The most expensive part of running a long-context transformer isn’t the attention — it’s that we built a memory system where the thing that computes and the thing that persists are the same mechanism, which is exactly backwards from how the only proven long-context memory system works.
I’ve been thinking about this a lot lately, partly because the costs of running long-context inference are genuinely surprising until you look at what’s actually happening. The KV-cache holds key-value projections for every token in the context window. It grows linearly with context length, sits in high-bandwidth memory, and gets read on every forward pass. It’s not a bug — it’s the design. But the design has a hidden assumption baked into it that I think is worth pulling apart.
The Assumption Nobody Talks About
When you extend a transformer’s context, you’re essentially asking the same circuit that does reasoning to also do persistence. The attention mechanism computes over the cache, but the cache itself is just… a flat list of slots. There’s no structure to it. No prioritization. No mechanism that says “this part is stable, stop touching it.” Every token is equally expensive to maintain and equally expensive to attend over.
Compare that to how biological memory actually works — and I mean the physical substrate, not the folk-psychology version. Synaptic weights change slowly, over hours and days, through protein synthesis. But working memory, the stuff that holds context across a conversation or a task, lives somewhere else entirely. Astrocytes regulate extracellular ion concentrations to modulate neuronal excitability. Dendritic spines change their geometry to temporarily strengthen specific pathways. There are maintenance processes running in parallel with computation that are specifically not the computation.
The brain decoupled persistence from processing. The KV-cache didn’t.
Why That Inversion Matters
In biological systems, the thing that persists context doesn’t have to be fast — it just has to be stable. The thing that computes has to be fast, but it doesn’t have to remember everything. These are different requirements, and evolution solved them with different hardware.
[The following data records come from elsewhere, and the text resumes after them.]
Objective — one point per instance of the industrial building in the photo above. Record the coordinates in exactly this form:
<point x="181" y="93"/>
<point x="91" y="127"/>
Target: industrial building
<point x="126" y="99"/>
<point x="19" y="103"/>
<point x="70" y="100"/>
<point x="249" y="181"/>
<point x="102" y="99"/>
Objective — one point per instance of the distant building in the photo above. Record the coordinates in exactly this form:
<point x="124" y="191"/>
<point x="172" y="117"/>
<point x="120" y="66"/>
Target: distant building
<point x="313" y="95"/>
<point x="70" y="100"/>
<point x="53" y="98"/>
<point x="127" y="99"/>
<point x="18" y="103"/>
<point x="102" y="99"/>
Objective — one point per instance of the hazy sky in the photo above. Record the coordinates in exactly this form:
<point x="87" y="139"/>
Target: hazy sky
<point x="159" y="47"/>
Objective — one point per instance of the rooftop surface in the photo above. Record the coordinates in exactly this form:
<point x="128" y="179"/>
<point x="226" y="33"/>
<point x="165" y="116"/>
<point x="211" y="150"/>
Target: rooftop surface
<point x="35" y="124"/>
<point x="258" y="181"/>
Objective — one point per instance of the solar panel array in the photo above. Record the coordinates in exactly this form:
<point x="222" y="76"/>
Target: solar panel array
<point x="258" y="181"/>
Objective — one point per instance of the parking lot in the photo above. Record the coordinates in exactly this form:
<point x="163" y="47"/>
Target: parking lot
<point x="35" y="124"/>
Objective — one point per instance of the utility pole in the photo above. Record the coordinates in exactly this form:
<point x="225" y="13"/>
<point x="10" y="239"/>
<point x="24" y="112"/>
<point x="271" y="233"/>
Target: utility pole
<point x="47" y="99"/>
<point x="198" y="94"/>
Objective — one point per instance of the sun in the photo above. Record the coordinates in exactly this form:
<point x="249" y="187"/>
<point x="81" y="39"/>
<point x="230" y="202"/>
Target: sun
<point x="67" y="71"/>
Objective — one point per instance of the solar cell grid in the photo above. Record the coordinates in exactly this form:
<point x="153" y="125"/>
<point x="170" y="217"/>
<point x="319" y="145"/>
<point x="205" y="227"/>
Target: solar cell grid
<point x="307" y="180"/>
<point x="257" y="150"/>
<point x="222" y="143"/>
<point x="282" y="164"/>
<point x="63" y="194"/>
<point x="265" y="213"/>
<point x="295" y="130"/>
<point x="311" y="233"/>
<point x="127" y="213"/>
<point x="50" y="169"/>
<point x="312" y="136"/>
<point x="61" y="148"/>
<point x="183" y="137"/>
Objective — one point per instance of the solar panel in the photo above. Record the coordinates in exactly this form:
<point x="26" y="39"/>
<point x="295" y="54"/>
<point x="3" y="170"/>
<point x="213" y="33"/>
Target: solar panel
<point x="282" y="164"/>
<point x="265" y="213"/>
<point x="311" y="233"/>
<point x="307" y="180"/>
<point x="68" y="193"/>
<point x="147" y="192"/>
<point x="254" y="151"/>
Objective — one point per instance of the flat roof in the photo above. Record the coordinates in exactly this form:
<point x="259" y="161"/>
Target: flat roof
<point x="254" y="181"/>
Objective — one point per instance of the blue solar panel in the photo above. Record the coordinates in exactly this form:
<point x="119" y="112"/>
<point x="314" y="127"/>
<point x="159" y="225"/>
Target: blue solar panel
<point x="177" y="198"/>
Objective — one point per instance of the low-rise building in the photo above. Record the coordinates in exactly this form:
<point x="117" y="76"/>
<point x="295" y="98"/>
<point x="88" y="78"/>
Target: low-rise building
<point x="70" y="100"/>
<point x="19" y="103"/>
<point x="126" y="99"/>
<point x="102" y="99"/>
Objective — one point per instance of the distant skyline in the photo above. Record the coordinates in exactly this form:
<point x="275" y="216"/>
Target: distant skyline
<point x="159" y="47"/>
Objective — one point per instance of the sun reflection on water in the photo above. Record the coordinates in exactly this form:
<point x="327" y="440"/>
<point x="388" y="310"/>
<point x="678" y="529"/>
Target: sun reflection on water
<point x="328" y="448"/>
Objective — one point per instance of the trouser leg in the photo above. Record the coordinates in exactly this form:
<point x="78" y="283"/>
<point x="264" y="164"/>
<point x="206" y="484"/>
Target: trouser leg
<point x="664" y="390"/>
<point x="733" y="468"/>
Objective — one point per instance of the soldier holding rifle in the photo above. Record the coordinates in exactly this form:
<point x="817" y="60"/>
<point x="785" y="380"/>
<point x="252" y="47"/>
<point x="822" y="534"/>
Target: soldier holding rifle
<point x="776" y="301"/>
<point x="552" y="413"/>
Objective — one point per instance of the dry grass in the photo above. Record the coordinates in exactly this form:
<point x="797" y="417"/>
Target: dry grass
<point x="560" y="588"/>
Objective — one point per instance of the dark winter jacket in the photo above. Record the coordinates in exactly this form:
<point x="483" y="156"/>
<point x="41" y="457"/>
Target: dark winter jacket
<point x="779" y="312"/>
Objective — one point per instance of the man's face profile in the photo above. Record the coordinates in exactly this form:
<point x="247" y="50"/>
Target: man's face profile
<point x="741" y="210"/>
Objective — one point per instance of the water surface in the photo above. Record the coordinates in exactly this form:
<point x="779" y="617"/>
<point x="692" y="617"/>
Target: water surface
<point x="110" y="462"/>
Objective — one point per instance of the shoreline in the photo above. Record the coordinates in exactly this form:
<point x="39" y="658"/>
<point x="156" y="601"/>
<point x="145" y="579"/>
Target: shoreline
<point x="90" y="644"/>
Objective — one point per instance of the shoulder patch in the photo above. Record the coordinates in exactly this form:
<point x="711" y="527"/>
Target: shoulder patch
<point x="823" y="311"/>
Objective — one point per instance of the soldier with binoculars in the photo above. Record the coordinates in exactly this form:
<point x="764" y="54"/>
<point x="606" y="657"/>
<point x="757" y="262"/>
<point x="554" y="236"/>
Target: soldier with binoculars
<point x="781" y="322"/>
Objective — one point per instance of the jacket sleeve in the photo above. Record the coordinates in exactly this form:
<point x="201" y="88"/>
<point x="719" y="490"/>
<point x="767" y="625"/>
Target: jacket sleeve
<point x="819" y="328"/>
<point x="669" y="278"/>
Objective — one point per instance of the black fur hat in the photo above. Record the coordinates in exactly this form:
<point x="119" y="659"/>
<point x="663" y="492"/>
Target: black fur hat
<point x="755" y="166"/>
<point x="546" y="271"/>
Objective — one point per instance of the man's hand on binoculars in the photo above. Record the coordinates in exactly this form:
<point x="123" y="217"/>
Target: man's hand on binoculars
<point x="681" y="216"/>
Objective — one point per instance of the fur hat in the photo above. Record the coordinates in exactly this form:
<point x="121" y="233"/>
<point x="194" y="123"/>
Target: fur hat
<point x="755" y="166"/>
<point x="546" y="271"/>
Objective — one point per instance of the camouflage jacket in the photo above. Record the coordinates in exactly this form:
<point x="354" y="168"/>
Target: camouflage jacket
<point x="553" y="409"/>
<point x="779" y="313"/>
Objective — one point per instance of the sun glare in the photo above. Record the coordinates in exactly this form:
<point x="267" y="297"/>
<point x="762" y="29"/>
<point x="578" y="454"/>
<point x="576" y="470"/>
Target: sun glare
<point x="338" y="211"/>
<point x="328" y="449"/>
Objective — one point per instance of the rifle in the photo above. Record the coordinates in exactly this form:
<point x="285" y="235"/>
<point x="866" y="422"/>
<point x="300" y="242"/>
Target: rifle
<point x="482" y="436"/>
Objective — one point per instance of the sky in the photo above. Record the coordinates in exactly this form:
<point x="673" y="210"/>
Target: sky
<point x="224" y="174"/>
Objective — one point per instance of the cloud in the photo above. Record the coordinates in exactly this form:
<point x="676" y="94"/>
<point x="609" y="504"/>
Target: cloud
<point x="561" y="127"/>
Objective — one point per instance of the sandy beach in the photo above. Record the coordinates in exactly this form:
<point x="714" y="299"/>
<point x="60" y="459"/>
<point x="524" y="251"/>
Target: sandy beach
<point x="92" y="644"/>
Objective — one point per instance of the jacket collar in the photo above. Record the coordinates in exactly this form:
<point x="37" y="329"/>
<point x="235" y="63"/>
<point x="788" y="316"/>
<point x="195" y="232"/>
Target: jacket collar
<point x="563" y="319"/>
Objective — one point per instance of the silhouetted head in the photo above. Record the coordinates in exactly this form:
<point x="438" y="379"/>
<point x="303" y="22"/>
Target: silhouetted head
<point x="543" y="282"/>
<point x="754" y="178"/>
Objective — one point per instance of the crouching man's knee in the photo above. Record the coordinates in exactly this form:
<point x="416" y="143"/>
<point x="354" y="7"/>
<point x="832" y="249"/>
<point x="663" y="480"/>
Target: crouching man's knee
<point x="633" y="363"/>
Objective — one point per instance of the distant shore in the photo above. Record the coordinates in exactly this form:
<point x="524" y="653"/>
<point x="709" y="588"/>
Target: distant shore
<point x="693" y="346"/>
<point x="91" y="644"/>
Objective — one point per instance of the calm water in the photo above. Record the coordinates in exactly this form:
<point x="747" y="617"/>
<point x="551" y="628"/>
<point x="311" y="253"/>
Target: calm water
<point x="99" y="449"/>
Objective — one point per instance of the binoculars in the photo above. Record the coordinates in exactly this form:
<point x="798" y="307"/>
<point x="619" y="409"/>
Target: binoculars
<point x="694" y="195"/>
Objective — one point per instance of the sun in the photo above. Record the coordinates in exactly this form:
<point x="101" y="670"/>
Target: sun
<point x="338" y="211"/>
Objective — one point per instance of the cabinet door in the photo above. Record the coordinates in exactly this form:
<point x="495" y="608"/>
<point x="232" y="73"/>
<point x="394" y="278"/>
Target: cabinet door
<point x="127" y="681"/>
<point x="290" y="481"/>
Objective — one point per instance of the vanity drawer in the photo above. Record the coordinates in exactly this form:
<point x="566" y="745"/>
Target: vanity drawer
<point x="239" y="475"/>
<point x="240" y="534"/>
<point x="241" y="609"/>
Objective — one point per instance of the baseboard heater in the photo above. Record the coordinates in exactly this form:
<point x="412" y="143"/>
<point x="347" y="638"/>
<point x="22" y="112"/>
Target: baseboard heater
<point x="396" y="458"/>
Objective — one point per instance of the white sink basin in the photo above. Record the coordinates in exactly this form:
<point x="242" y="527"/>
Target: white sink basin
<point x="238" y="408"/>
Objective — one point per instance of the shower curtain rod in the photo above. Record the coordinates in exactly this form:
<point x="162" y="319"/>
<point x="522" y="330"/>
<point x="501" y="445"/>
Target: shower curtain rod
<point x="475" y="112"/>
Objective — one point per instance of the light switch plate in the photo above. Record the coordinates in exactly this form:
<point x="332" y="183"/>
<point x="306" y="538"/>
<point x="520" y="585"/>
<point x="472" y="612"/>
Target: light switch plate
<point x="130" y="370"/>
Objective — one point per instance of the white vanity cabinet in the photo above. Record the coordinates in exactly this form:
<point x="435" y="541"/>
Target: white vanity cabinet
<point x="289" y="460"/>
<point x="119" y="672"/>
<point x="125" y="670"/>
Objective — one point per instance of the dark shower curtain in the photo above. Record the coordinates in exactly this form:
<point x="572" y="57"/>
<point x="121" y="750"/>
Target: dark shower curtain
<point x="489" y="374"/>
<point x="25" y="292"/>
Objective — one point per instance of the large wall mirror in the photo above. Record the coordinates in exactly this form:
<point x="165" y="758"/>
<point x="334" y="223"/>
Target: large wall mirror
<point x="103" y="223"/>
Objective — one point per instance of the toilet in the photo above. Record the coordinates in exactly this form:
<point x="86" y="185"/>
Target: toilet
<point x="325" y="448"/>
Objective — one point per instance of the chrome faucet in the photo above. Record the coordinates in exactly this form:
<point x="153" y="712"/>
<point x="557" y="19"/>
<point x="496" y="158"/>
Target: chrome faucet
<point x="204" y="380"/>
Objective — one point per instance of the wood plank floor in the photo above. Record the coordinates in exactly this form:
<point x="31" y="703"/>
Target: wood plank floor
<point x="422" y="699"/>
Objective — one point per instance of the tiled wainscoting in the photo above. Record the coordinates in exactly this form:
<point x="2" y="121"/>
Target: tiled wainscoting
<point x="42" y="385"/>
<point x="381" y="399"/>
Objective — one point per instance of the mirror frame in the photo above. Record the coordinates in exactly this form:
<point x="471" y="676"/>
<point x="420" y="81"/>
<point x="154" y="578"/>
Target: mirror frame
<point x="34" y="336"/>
What we built instead is a single unified buffer that has to be both. It needs to be fast enough to serve the attention mechanism on every forward pass, which means it has to live in expensive memory. And because it’s the only persistence mechanism, it has to hold everything — you can’t evict tokens the way a real memory system might consolidate and compress. The result is that scaling context length means scaling cost in the worst possible way: linearly, uniformly, without any of the structure that would let you do something smarter.
There are people working on this. Sliding window attention, memory-augmented transformers, various retrieval-augmented approaches — these are all gestures toward decoupling. But most of them are still operating within the same basic frame: the context window is the memory, and the question is just how big to make it or how to select what goes in it.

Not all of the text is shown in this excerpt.